Verrà un giorno, credo, che questo Mediterraneo cimitero liquido di fuggitivi (perché non viaggia chi non sa dove arrivare, chi s'imbarca solo per scappare) muoverà nel ricordo le stesse pinze delle camere a gas, quei becchi di disperazione da cui non riusciamo ad assolverci, le stesse punte di una tragedia che ha pascolato prepotente in mezzo alla quotidianità impermeabile e anafettiva. Quando davvero la storia riuscirà a mostrare le dimensioni della tragedia il barcone ripescato in queste ore sarà il museo della vigliaccheria. Ci saranno scolaresche in gita ad Auschwitz e sul ponte di questa nave. Cammineremo là dove si i corpi sono sdraiati asfissiati sott'acqua e racconteremo quanto l'uomo possa diventare un'isola quando puzza di disperazione e di paura.

Ci chiederanno dov'eravamo noi. Sicuro. Forse qualcuno abbozzerà una scusa, una contrizione ritardataria e si dirà che come sono scappati i camini che bruciavano gli ebrei è successo che non abbiamo saputo dei camini in fondo al mare. Anche il mare è un muro che bisogna avere voglia di aprire. Anche il mare, dirà qualcuno per giustificarsi, s'inghiotte tutto tranne qualche bambino troppo leggero o una scarpa uscita da un oblò.

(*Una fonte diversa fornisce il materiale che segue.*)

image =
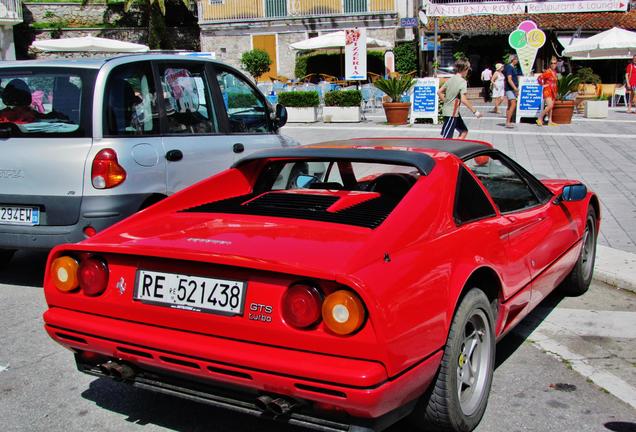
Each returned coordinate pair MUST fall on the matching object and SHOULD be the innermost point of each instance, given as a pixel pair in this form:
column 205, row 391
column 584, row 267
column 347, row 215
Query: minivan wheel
column 5, row 256
column 457, row 398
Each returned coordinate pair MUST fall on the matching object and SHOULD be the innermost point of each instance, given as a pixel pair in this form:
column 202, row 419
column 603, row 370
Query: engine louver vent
column 369, row 214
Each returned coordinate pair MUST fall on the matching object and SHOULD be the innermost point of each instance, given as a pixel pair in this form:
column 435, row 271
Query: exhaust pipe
column 262, row 403
column 280, row 406
column 117, row 370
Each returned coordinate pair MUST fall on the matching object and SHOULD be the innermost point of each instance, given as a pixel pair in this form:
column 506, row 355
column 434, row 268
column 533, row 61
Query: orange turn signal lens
column 343, row 312
column 64, row 273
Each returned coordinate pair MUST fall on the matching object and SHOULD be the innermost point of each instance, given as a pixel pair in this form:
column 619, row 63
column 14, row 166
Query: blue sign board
column 424, row 99
column 530, row 98
column 408, row 22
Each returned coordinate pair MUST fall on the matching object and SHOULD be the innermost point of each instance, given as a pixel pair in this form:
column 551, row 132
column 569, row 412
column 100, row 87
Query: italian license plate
column 193, row 293
column 19, row 215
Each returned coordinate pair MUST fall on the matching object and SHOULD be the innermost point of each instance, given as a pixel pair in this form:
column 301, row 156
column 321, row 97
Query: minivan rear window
column 45, row 102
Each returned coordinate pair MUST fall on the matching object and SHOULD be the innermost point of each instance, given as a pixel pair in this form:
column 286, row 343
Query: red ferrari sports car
column 339, row 286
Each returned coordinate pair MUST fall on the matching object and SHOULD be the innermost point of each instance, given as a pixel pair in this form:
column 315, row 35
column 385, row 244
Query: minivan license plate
column 19, row 215
column 193, row 293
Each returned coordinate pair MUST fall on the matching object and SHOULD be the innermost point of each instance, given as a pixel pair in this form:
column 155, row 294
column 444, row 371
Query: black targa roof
column 423, row 162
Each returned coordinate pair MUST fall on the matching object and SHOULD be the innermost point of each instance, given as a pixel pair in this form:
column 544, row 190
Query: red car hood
column 309, row 248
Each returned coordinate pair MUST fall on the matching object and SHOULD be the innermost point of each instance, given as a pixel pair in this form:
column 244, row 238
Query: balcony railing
column 248, row 10
column 10, row 11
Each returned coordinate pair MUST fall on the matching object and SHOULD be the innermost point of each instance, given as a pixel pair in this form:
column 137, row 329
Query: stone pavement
column 599, row 152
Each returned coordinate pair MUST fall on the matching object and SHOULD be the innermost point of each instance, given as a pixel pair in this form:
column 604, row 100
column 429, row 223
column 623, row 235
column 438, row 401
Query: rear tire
column 579, row 279
column 5, row 256
column 457, row 398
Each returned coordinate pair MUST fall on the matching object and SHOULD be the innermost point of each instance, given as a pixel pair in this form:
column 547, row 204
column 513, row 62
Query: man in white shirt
column 486, row 76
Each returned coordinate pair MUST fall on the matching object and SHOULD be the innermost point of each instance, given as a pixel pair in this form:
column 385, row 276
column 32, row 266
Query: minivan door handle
column 238, row 148
column 174, row 155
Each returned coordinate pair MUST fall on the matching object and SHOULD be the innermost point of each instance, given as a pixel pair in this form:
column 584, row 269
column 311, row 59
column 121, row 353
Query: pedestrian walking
column 497, row 83
column 511, row 86
column 453, row 94
column 548, row 79
column 630, row 82
column 486, row 76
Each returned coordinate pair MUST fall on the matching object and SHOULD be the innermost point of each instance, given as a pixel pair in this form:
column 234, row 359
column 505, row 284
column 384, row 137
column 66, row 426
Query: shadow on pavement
column 513, row 340
column 146, row 407
column 25, row 269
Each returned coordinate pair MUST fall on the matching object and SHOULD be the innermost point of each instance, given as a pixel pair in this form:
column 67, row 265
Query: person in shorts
column 630, row 82
column 511, row 86
column 453, row 94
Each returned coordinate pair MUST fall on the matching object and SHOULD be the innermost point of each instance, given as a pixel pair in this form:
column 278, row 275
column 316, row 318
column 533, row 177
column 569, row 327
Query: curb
column 616, row 268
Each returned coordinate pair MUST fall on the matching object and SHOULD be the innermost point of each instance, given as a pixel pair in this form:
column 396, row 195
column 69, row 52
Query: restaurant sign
column 356, row 54
column 507, row 8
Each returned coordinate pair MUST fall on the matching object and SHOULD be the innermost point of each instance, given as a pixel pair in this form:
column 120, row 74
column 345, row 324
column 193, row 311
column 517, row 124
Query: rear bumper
column 359, row 387
column 100, row 212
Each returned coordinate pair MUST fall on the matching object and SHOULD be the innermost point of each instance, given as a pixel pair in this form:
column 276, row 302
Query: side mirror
column 575, row 192
column 281, row 116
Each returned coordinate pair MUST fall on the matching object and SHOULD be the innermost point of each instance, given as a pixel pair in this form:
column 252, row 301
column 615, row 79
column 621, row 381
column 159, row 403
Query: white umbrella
column 88, row 43
column 335, row 40
column 614, row 43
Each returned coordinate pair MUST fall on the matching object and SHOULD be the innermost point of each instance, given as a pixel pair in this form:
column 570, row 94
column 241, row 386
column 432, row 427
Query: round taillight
column 301, row 305
column 93, row 276
column 343, row 312
column 64, row 273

Quel relitto è la carcassa dell'Europa. Di questa Europa che s'è fatta moneta unica, frontiere aperte, amplessi finanziari e intanto si corrode nella disunità delle cose umane, rimane a decidere di provare a decidere con un tassametro feroce che scala i morti piuttosto che soldi. Quei cinquecento corpi rimasti per un anno a trecentosettantametri sott'acqua andrebbero estratti uno per uno, con l'obbligo di dargli un nome ciascuno, di scriverne per ognuno la storia, di mandarla a memoria come si manda a memoria un libro fondamentale da studiare. Dovremo ricordarci che hanno dovuto metterlo in frigo, il relitto. In una tenda grande come un capannone con la temperatura giusta per non spargere troppo odore; dovremo dire che abbiamo anestetizzato un quartiere per avere lo stomaco di guardarci dentro, alla tomba marina del canale di Sicilia.

Questo è il naufragio dei nostri scheletri.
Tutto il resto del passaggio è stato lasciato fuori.